Disaro Records, an often controversial label which nonetheless has achieved much in popularising the movement through tours, solid-state releases and online notoriety. Notable bands associated with Disaro are the utterly fantastic and terrifying WHITE RING, exuberant post-dubstep kid GuMMy†Be▲R, and electro abusers PARTY TRASH.

Textbeak, an American producer and DJ whose regular podcasts are a must for the listener new to the genre, and whose recent album ‘Lovecraft’ upped the tempo, and explored crunchy, distorted IDM territory.

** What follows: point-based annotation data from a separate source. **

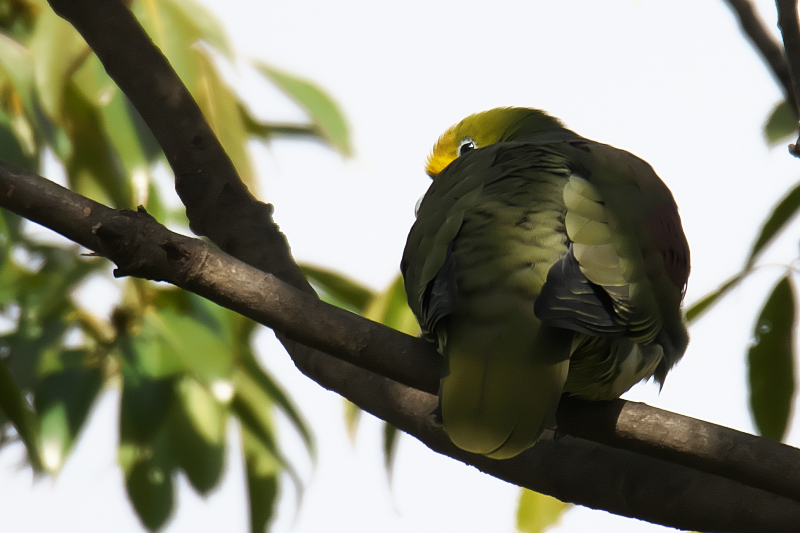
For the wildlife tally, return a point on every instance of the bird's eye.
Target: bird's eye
(466, 145)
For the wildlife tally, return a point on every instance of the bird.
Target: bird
(541, 263)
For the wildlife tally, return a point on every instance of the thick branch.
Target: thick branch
(787, 22)
(771, 50)
(218, 204)
(572, 469)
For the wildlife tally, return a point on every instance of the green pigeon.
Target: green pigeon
(541, 263)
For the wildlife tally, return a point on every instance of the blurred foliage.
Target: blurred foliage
(772, 353)
(389, 307)
(184, 366)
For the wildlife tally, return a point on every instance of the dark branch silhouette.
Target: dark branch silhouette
(787, 22)
(770, 50)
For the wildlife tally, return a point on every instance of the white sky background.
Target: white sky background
(673, 82)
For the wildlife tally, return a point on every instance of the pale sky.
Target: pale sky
(673, 82)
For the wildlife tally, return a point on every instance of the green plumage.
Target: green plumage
(541, 263)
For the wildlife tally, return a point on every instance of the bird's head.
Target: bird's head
(485, 128)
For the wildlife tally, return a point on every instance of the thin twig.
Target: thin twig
(768, 47)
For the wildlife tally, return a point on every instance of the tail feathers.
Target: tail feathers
(498, 399)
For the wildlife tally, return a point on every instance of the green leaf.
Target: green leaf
(14, 406)
(697, 309)
(197, 434)
(259, 377)
(780, 216)
(199, 349)
(321, 108)
(352, 416)
(145, 405)
(148, 480)
(391, 309)
(391, 436)
(63, 400)
(201, 23)
(771, 362)
(92, 164)
(220, 106)
(253, 408)
(346, 292)
(16, 66)
(781, 124)
(262, 480)
(173, 35)
(538, 512)
(58, 50)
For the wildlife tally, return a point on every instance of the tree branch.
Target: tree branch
(771, 50)
(787, 22)
(569, 468)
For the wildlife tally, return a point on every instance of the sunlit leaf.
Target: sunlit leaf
(199, 348)
(93, 166)
(277, 395)
(145, 405)
(173, 36)
(538, 512)
(16, 66)
(779, 217)
(14, 406)
(63, 400)
(58, 50)
(352, 416)
(771, 362)
(197, 434)
(262, 480)
(12, 149)
(391, 436)
(253, 409)
(202, 23)
(148, 480)
(221, 109)
(349, 293)
(781, 124)
(321, 108)
(697, 309)
(391, 309)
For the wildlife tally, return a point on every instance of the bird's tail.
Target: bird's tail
(503, 385)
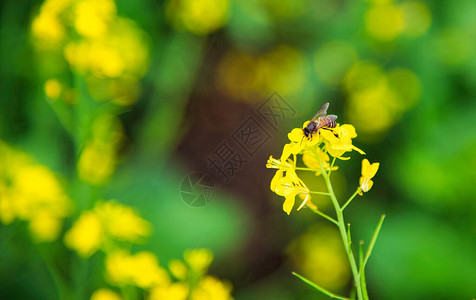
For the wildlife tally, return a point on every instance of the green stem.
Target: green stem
(350, 199)
(343, 232)
(321, 289)
(319, 193)
(324, 215)
(374, 239)
(308, 169)
(332, 165)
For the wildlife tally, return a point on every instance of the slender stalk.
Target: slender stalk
(343, 232)
(321, 289)
(324, 215)
(362, 271)
(374, 239)
(332, 165)
(319, 193)
(350, 199)
(308, 169)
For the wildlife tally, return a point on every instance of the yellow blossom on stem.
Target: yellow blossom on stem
(339, 140)
(368, 172)
(174, 291)
(289, 186)
(313, 163)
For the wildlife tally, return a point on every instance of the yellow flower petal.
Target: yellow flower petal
(296, 135)
(276, 179)
(289, 202)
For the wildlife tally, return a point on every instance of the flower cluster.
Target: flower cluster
(102, 226)
(111, 52)
(192, 282)
(316, 154)
(187, 279)
(31, 192)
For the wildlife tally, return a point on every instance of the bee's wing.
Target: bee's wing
(322, 111)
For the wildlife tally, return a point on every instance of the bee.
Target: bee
(320, 120)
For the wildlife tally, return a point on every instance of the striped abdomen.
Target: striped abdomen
(327, 122)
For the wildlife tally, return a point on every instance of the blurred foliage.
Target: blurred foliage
(97, 96)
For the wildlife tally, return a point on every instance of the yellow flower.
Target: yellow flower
(339, 140)
(289, 186)
(298, 142)
(210, 288)
(105, 294)
(33, 193)
(122, 222)
(200, 17)
(141, 269)
(52, 88)
(368, 172)
(312, 162)
(105, 222)
(178, 269)
(174, 291)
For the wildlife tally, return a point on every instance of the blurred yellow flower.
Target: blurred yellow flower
(368, 172)
(384, 22)
(110, 51)
(250, 77)
(121, 221)
(174, 291)
(31, 192)
(92, 17)
(210, 288)
(320, 256)
(141, 269)
(105, 294)
(48, 28)
(200, 17)
(105, 222)
(97, 161)
(52, 89)
(178, 269)
(417, 17)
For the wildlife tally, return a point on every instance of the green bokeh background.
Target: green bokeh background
(426, 184)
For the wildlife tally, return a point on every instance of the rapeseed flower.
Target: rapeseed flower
(108, 221)
(368, 172)
(174, 291)
(289, 185)
(31, 192)
(210, 288)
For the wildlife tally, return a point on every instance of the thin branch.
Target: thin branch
(321, 289)
(332, 165)
(350, 199)
(319, 193)
(374, 239)
(324, 215)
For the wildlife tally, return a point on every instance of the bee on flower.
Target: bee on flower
(316, 142)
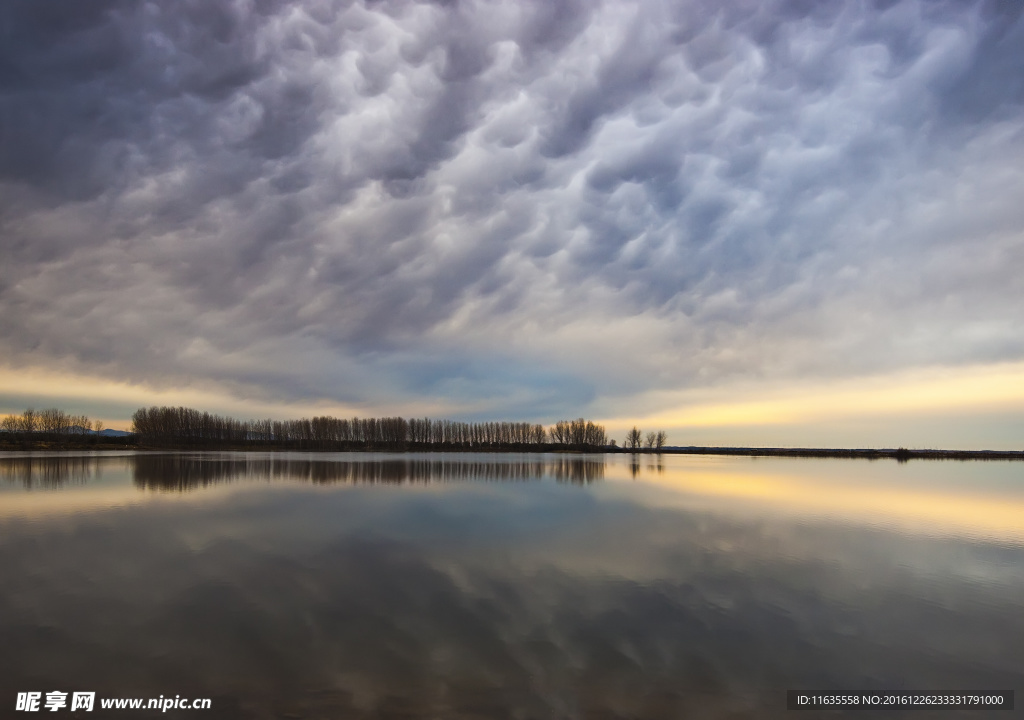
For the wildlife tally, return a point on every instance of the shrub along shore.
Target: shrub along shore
(187, 429)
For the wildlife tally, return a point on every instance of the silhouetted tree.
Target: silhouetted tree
(634, 438)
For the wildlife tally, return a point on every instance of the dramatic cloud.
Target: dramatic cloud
(513, 208)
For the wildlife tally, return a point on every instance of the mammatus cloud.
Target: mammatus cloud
(524, 208)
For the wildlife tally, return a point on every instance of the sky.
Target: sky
(742, 221)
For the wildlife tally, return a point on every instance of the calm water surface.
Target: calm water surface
(506, 586)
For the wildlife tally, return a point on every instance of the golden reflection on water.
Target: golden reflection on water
(935, 498)
(850, 491)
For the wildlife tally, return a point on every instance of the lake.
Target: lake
(506, 586)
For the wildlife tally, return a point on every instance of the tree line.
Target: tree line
(51, 423)
(635, 439)
(189, 427)
(163, 425)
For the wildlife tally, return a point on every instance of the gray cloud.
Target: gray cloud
(467, 202)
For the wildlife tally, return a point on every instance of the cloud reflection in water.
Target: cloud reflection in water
(356, 598)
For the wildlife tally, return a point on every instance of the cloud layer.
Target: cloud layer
(519, 208)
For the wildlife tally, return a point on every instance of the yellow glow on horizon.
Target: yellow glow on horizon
(970, 389)
(930, 510)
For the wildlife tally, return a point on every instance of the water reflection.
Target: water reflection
(179, 472)
(325, 587)
(50, 472)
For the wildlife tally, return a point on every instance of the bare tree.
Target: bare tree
(30, 422)
(634, 438)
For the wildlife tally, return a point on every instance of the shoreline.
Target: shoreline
(899, 454)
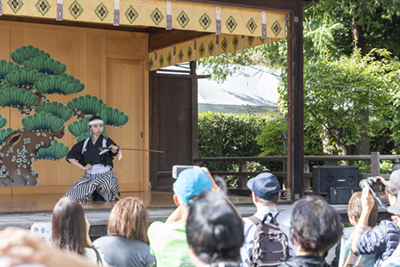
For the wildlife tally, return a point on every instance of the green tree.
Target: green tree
(338, 94)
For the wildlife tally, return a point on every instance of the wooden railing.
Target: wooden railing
(244, 175)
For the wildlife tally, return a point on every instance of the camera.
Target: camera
(176, 169)
(374, 183)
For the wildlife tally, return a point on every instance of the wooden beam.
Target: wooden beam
(295, 102)
(160, 38)
(74, 23)
(273, 5)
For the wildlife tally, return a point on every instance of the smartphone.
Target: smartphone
(176, 169)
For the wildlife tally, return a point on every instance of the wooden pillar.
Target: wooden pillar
(195, 112)
(295, 101)
(375, 164)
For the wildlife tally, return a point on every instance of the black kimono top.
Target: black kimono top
(92, 153)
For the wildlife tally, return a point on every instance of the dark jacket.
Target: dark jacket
(381, 241)
(305, 261)
(91, 154)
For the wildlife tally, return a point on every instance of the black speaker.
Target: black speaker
(335, 183)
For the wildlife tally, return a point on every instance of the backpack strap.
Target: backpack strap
(255, 220)
(274, 220)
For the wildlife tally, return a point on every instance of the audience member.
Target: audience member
(316, 227)
(394, 260)
(384, 238)
(168, 241)
(70, 230)
(265, 190)
(126, 242)
(20, 246)
(214, 231)
(347, 258)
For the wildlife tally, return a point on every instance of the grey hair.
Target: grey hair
(393, 191)
(185, 206)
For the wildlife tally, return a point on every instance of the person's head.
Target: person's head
(96, 125)
(69, 226)
(315, 225)
(355, 209)
(265, 189)
(393, 186)
(189, 184)
(214, 230)
(129, 218)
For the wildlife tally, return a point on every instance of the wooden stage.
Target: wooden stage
(24, 210)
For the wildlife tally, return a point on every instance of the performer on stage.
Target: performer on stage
(99, 179)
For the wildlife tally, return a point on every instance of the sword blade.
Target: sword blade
(136, 149)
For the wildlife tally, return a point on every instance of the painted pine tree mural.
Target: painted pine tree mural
(26, 85)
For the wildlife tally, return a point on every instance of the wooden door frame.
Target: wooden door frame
(153, 118)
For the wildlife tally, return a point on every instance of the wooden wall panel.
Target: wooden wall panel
(112, 66)
(124, 80)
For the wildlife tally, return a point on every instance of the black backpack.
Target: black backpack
(270, 246)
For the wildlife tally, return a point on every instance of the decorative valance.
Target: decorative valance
(230, 28)
(207, 46)
(154, 13)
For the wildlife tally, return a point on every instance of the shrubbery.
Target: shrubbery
(231, 135)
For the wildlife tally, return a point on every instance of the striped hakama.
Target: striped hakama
(106, 185)
(99, 178)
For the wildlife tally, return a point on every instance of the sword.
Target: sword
(135, 149)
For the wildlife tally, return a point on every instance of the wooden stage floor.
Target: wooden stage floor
(45, 203)
(24, 210)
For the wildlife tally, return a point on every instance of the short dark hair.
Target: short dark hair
(355, 209)
(95, 118)
(214, 229)
(129, 218)
(393, 191)
(69, 226)
(316, 224)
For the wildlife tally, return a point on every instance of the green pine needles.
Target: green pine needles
(4, 133)
(6, 68)
(54, 152)
(63, 84)
(27, 52)
(3, 121)
(57, 109)
(42, 121)
(91, 105)
(16, 98)
(24, 77)
(45, 65)
(114, 117)
(79, 127)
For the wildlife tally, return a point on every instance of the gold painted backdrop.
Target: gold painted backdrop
(114, 67)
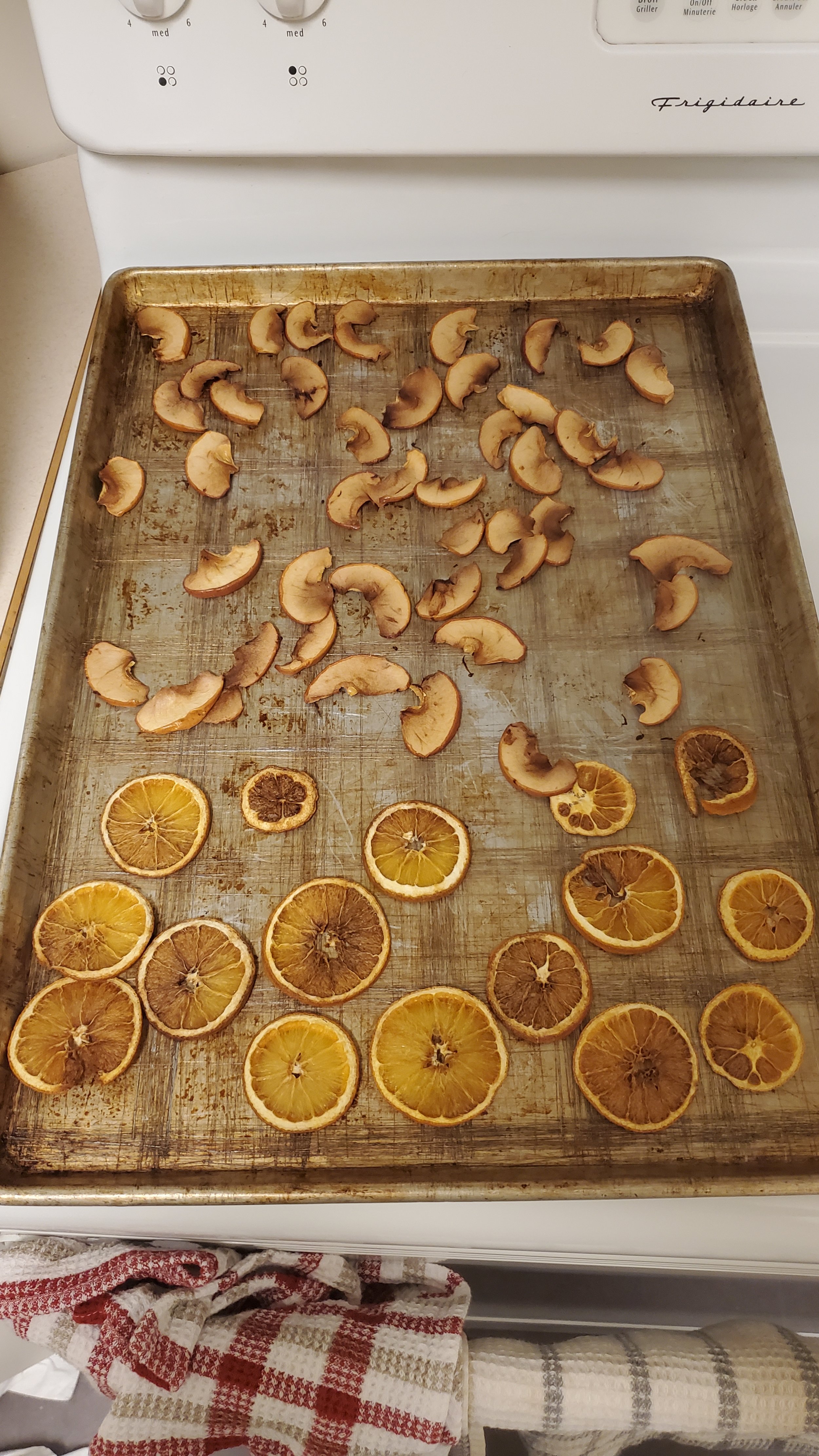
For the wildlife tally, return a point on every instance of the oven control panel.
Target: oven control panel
(435, 78)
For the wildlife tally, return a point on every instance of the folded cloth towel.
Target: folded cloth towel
(286, 1353)
(739, 1385)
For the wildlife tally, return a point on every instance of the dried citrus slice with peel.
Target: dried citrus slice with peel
(302, 1072)
(278, 800)
(636, 1066)
(155, 826)
(716, 771)
(600, 803)
(75, 1033)
(196, 978)
(751, 1039)
(540, 986)
(766, 913)
(417, 851)
(94, 931)
(626, 899)
(326, 943)
(438, 1056)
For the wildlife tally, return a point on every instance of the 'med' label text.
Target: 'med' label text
(742, 103)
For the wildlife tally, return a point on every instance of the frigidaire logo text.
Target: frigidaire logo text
(674, 103)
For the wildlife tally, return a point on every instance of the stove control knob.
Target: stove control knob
(153, 9)
(292, 9)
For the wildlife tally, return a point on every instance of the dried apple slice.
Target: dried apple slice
(386, 595)
(178, 412)
(235, 404)
(227, 708)
(308, 383)
(169, 330)
(649, 376)
(485, 640)
(450, 335)
(364, 675)
(219, 576)
(265, 330)
(532, 467)
(123, 486)
(418, 399)
(580, 440)
(446, 599)
(350, 496)
(657, 688)
(495, 430)
(300, 327)
(527, 557)
(312, 647)
(537, 341)
(303, 593)
(210, 467)
(628, 472)
(469, 376)
(350, 318)
(465, 536)
(530, 407)
(370, 442)
(110, 672)
(199, 376)
(182, 707)
(254, 659)
(435, 720)
(444, 496)
(529, 769)
(612, 347)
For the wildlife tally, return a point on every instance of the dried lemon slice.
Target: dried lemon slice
(94, 931)
(196, 978)
(636, 1066)
(302, 1072)
(766, 913)
(626, 899)
(155, 826)
(438, 1056)
(716, 771)
(73, 1033)
(600, 803)
(540, 986)
(277, 800)
(417, 851)
(751, 1039)
(326, 943)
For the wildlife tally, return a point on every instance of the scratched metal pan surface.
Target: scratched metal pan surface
(177, 1127)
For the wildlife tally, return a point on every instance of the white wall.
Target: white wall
(28, 132)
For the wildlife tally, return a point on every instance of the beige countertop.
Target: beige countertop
(48, 290)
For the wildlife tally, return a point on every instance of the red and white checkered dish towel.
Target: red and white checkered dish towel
(286, 1353)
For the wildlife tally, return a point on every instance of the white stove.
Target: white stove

Tundra Dubs, a San Francisco based label whose avant-garde pop take on witch house and dark electronica is another brilliant advert for the sheer diversity of the genre, supporting some incredible artists like the sublimely epic A▲IMON, the archly hip Skeletonkids, and the baroque Funerals.

https://vimeo.com/20504120

DATERAPE, whose polished, melancholy electro / breaks take on witch house is beautifully understated and incredibly well thought through.

FOSTERCARE, whose multi-tracked, pitch-distorted sing-song raps and searing, scattershot breakbeats synthesize crunk, drag and screw with feedback, drones and techno bass.

https://www.youtube.com/watch?v=1ryHNEqWUjQ

Vagina Vangi, a Russian combo whose sweeping, neo-gothic stadium pop sounds like Siouxsie Sioux fronting the evil twins of Daft Punk and Sparks.

GVCCI HVCCI, a mysterious pop / hip-hop princess who raps about fucking goth boys with studded black dildoes, coming on like M.I.A. in the middle of a fight to the death with Lady GaGa.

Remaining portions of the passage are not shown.